Gatens has published widely in social and political philosophy and in
feminist studies, and is also internationally renowned as a Spinoza
scholar. Her books include Feminism and Philosophy (1991), Imaginary
Bodies: Ethics, Power and Corporeality (1996) and (with Genevieve Lloyd)
Collective Imaginings, Spinoza Past and Present (1999). Most recently
she edited the collection Feminist Interpretations of Benedict Spinoza
(2009). Gatens received many awards, among others a Fellowship at
the Wissenschaftskolleg, Berlin in 2007-08 and a Visiting Professorship
at the London School of Economics and Political Science in 2003.

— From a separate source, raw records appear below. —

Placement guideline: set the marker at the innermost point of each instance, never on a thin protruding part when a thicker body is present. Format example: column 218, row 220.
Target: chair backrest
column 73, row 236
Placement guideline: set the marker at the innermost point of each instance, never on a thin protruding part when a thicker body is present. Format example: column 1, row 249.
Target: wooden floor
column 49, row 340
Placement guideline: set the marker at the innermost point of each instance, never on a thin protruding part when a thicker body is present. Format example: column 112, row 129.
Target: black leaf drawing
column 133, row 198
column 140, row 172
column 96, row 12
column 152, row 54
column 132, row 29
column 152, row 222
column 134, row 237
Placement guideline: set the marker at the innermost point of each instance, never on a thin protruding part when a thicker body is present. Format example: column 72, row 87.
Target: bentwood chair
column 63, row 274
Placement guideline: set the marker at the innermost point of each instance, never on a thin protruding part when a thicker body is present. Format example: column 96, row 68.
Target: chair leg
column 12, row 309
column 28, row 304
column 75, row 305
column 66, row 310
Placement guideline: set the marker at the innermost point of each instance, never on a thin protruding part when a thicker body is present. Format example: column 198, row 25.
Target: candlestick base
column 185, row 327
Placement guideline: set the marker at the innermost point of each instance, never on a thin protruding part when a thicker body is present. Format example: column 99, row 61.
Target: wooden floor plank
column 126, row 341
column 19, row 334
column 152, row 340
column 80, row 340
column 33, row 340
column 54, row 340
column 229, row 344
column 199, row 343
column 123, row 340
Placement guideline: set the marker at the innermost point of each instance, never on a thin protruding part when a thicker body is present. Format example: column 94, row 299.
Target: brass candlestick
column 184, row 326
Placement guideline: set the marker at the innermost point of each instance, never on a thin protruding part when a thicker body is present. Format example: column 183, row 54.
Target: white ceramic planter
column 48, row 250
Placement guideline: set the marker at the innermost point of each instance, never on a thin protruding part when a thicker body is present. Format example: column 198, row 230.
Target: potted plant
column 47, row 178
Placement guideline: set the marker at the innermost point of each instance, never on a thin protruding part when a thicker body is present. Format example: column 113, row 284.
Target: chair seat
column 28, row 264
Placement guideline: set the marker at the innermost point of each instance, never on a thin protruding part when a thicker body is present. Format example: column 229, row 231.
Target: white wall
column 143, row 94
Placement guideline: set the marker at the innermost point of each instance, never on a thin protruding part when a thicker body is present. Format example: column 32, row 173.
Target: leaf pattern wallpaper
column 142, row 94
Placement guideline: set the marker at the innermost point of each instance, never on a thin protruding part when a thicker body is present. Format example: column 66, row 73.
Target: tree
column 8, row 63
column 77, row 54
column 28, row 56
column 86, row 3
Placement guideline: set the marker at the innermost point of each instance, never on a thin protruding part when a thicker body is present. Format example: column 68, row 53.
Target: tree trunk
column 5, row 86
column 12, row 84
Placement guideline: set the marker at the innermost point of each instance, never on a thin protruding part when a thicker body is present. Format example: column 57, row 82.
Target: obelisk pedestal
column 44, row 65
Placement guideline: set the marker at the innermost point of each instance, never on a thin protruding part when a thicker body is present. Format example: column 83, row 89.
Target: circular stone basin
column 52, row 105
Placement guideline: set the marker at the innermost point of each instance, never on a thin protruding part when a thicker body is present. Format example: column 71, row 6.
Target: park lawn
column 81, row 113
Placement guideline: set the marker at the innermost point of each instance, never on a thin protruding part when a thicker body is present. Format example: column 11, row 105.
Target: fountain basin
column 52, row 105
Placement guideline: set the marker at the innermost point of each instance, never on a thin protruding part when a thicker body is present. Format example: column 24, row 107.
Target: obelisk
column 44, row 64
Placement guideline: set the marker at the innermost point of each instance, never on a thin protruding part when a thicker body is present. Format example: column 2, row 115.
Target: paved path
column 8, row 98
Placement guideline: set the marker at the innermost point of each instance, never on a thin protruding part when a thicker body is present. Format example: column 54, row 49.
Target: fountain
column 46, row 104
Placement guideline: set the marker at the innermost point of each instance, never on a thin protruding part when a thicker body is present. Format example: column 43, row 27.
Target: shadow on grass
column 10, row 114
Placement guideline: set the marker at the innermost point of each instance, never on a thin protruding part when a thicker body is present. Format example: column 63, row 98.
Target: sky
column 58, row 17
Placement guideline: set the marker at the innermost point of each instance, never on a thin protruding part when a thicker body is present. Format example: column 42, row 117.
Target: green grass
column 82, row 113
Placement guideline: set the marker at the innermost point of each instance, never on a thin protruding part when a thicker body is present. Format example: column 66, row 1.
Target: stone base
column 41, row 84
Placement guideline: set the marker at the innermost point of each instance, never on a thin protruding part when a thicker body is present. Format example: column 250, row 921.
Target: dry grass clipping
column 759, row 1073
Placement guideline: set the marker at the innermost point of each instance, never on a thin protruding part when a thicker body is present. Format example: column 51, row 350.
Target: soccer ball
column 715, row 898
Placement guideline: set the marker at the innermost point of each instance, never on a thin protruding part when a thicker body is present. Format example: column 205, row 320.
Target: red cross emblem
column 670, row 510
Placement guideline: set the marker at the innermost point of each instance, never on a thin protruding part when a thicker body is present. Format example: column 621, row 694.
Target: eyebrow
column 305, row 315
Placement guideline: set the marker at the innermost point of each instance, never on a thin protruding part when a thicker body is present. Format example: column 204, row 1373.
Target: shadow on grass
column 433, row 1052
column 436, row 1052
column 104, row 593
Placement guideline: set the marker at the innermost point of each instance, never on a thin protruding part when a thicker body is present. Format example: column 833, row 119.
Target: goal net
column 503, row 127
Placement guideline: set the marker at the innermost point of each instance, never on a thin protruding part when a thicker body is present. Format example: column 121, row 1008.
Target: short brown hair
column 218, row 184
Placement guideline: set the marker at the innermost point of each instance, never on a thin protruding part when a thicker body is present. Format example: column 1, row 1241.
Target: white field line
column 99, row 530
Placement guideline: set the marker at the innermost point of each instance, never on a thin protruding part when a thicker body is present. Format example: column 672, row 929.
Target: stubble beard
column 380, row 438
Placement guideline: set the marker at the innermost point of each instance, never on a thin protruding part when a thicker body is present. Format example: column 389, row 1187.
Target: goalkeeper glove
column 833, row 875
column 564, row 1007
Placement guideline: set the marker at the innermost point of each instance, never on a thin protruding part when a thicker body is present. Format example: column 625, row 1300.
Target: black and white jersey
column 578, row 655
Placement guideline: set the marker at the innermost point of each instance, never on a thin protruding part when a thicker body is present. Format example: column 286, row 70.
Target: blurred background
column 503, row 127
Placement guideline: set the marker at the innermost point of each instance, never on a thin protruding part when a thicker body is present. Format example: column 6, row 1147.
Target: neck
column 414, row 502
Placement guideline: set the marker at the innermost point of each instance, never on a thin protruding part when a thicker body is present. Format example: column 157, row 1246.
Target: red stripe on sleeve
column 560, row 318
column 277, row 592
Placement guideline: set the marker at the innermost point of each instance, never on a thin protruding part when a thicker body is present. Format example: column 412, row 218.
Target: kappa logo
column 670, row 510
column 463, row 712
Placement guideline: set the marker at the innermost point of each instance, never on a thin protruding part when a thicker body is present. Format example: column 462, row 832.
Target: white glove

Her current project is situated in the field of philosophy and literature,
with a special focus on the relations between the thought of Spinoza,
Feuerbach and George Eliot. In her two Spinoza Lectures "Spinoza's
Hard Path to Freedom", Gatens presents insights from her current
research: she is interested in the intricate ways in which philosophy
and literature, both in their specific ways, are concerned with
understanding how ways of knowing the world are linked to, and
affected by, particular ways of being in the world. In her first lecture,
Gatens offers a new reading of Spinoza's Ethics as well as the Tractatus
Theologico-Politicus by showing how a reflection on the ethical life
prompted his critique of theology and politics, highlighting the
collective and situated character of knowledge and interpreting the
role reason and imagination play in realizing freedom. In her second
lecture, Gatens interprets the 19th century novelist and translator
of Spinoza's Ethics George Eliot, and - more generally - the form of
"deliberative fiction" her novels represent, as yet another way to "to
enhance the collective power of human beings to become free". In
discussing Spinoza and Eliot, Gatens not only opens up new historical
perspectives, but also a systematic understanding of the intimate
connection between knowledge, imagination, and fiction, thereby
presenting us, in the form of both Spinoza's philosophy and Eliot's
literature, two different paths to freedom.